Hobbies are not just for children; you actually need them in your life. Here’s how hobbies improve your well-being. By Gugulethu Mhlungu
My grandmother retired a few years ago, and moved to Durban to live with my mother and brother. She walks the dog every day, often spends hours at the sea, and has a herb garden with some of the best rosemary I’ve ever tasted. Every time I go home, I discover that she’s picked up a new hobby. She finds it tedious not to have activities hence she keeps busy. But, it turns out that hobbies are actually good for your health, according to life coach Thembi Hama. “They say an idle mind is the devil’s workshop. Through hobbies or pursuing our personal interests, we get to utilise our time and resources in things that are beneficial to our psychological well-being. Hobbies also allow us to go through a journey of self-discovery,” she explains. In one of her columns on Psychology Today, Dr Jaime Kurtz says in addition to improving feelings of well-being, having hobbies can actually help you be more efficient and productive. “Things take as much time as you have. So, when the evening stretches out before you, unscheduled, you might find yourself labouring over that work project or answering emails into the wee hours. Chances are, if you had choir practice or a book-club meeting that night, you would get those tasks done much more quickly. So, hobbies can seem to create more time by encouraging efficiency.” If the benefit to your time management is not enough, Thembi says personal interests and hobbies have numerous other benefits. These include:
How many of us are defined by work or the roles we play in our families? How many of us never get to know our true selves? Thembi says with hobbies, we are able to discover our likes, dislikes, strengths and weaknesses. This helps get you to know yourself better. It can also help make you a more interesting person because you have varying interests outside of just work or home.
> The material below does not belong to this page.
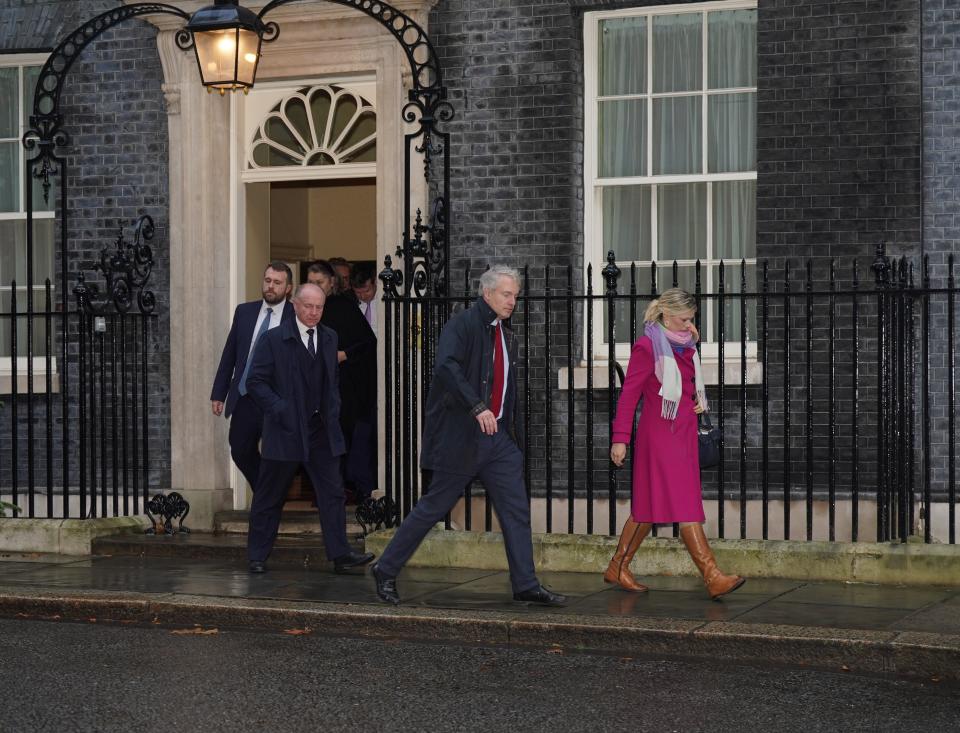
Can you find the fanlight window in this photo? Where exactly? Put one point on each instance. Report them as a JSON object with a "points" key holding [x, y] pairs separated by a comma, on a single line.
{"points": [[321, 125]]}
Hobbies may point you in the right direction as far as your career choices are concerned. Some people have even made professions out of what started off as a hobby, e.g. interior design, sports coaching, fashion and beauty, among others.
FINDING COMMUNITY AND COMPANIONSHIP
While you need not do your hobbies with other people, sometimes the social element of personal interests is inevitable. “Through meeting like-minded people who enjoy the same things as we do, we get to make meaningful connections and at times, even lifelong friendships and romance,” Thembi says.
Some hobbies can benefit your mind and body, too. These include yoga or sport activities while some provide food for the soul, such as reading a book or a hobby that is related to music. However, many people don’t usually make the time for their hobbies. And, it’s true that we are all immensely busy and stressed. But, Dr Jaime says if you can designate an hour a day or a few per week for something you feel truly inspired and enlivened by, don’t be surprised if some of that new-found zest carries over into your work and family life. So your hobbies can be good for you and everyone around you.